Как говорили знающие люди – роза ветров неудачная. В какую сторону не повернешься – все по роже та роза бьет, и не бутонами – шипами. С ветром Челубеев совладать, конечно, не мог, зато с канализацией справился. Химики довели ее до полного развала, трубы рвало по несколько раз в день, реки дерьма появлялись в самых неожиданных местах. На восстановление системы денег не выделялось ни копейки, все своими силами, на одном голом энтузиазме, неугодники закрывали прорывы грудью, барахтались в фекалиях, как барышни в фигурном плавании, только без прищепок на носу. И вот в один из таких прорывов приезжают на черной "Волге" трое бородатых дяденек в черных платьицах до земли. Как накануне Челубееву по телефону сказали, "из епархиального управления на предмет сотрудничества". Что ж, милости просим, только идти придется по мосткам. А мостки узкие, непрочные… А под ними сточные воды капитализма… И надо же было такому случиться – на середине, в самом глубоком месте треснула тёсинка, и эти дяденьки-тетеньки один за другим в дерьмо сползли! Эх, и смеялась тогда зона, которая за ними изо всех окон и щелей наблюдала.

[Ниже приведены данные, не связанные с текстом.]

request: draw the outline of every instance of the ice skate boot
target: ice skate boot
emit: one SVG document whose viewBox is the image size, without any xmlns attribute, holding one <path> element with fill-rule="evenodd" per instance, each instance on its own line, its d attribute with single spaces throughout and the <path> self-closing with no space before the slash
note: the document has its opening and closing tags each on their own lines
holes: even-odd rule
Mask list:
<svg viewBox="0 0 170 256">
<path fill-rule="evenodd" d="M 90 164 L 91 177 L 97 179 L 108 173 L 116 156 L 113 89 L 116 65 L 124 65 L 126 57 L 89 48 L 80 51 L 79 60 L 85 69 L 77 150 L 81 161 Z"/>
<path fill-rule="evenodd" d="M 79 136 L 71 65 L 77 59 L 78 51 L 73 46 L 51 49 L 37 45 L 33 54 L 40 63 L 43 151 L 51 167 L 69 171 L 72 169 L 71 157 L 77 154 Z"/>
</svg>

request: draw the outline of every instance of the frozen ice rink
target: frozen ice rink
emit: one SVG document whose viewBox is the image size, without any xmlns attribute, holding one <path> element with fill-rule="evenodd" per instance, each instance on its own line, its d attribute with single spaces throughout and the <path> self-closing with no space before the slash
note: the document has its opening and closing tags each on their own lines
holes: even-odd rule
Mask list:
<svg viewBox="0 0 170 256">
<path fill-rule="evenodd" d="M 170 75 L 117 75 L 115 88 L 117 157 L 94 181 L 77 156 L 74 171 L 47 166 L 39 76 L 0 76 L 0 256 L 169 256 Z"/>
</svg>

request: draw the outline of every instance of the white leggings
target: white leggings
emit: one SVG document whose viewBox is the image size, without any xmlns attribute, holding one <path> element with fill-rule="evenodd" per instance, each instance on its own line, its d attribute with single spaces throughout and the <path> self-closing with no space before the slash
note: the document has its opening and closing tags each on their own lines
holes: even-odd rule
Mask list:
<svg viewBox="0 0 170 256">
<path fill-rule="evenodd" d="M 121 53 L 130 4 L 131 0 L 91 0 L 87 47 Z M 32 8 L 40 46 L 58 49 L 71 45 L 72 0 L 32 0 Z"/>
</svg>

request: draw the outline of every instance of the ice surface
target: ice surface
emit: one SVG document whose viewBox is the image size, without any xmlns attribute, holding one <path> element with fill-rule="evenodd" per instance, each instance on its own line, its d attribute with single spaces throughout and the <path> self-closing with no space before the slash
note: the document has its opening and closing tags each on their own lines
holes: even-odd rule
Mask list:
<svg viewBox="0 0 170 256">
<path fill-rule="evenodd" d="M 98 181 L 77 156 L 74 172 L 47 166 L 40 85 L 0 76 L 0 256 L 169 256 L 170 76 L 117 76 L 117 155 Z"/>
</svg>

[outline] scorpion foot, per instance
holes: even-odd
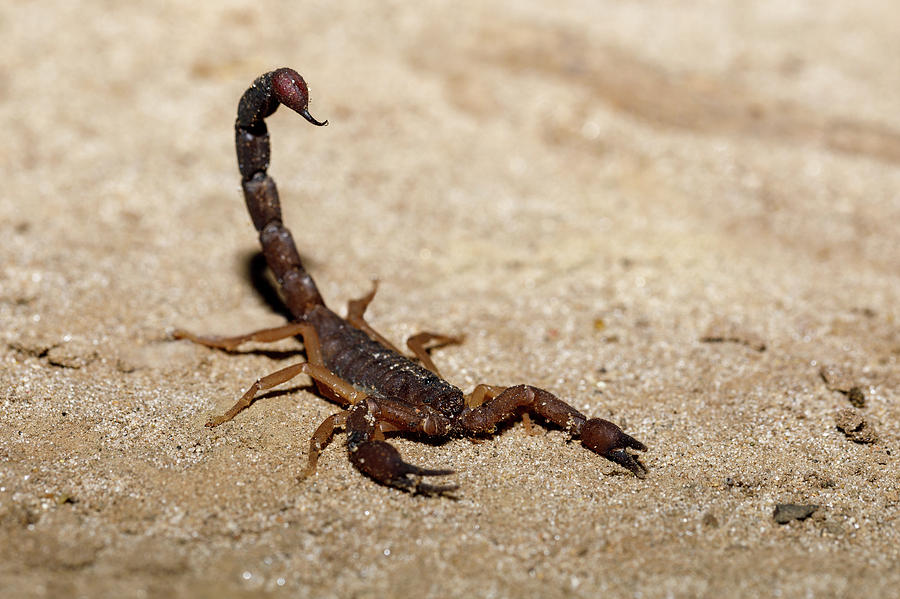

Подобрали попы свои загаженные подолы и в обратку! Не оглядываясь и не слушая, что им Челубеев вдогонку говорил.

А жаль… Отвел тогда Марат Марксэнович душу, вспомнив все матерные слова, которые сам знал и какие от зеков слышал. А последние слова вышли, можно сказать, исторические, вроде тех, что Александр Невский псам-рыцарям выдал – насчет меча и все такое прочее. Так вот, он, Челубеев, сказал тогда: "Сотрудничать с вами станем, когда вас снова пересажают!" Долго потом на зоне те слова ходили и успехом пользовались. Думал, что никогда воронье черное больше не вернется, но вышло иначе. Спустя несколько лет, когда жизнь стала налаживаться и канализационная стихия была усмирена благодаря челубеевской программе строительства сортиров типа пудр-клозет, как одно-, так и многоочковых, или, как зэки выражаются, дальняков, в "Ветерке" появились эти двое…

Дверь кабинета приоткрылась, и в проеме показалась секретарша Юля. Без чая, конечно.

– А где чай? – спросил Челубеев, не очень, впрочем, удивляясь.

Юля наморщила носик и махнула рукой.

– Не до чая теперь, дядя Марат!

– А что такое?

– Пришли!

– Кто?

– Они!

Марат Марксэнович начал догадываться, кто пришел, но по инерции отказывался понимать.

– Да кто же?

– Они! – прошептала секретарша, озираясь и изображая руками на себе длинную бороду, камилавку и подрясник.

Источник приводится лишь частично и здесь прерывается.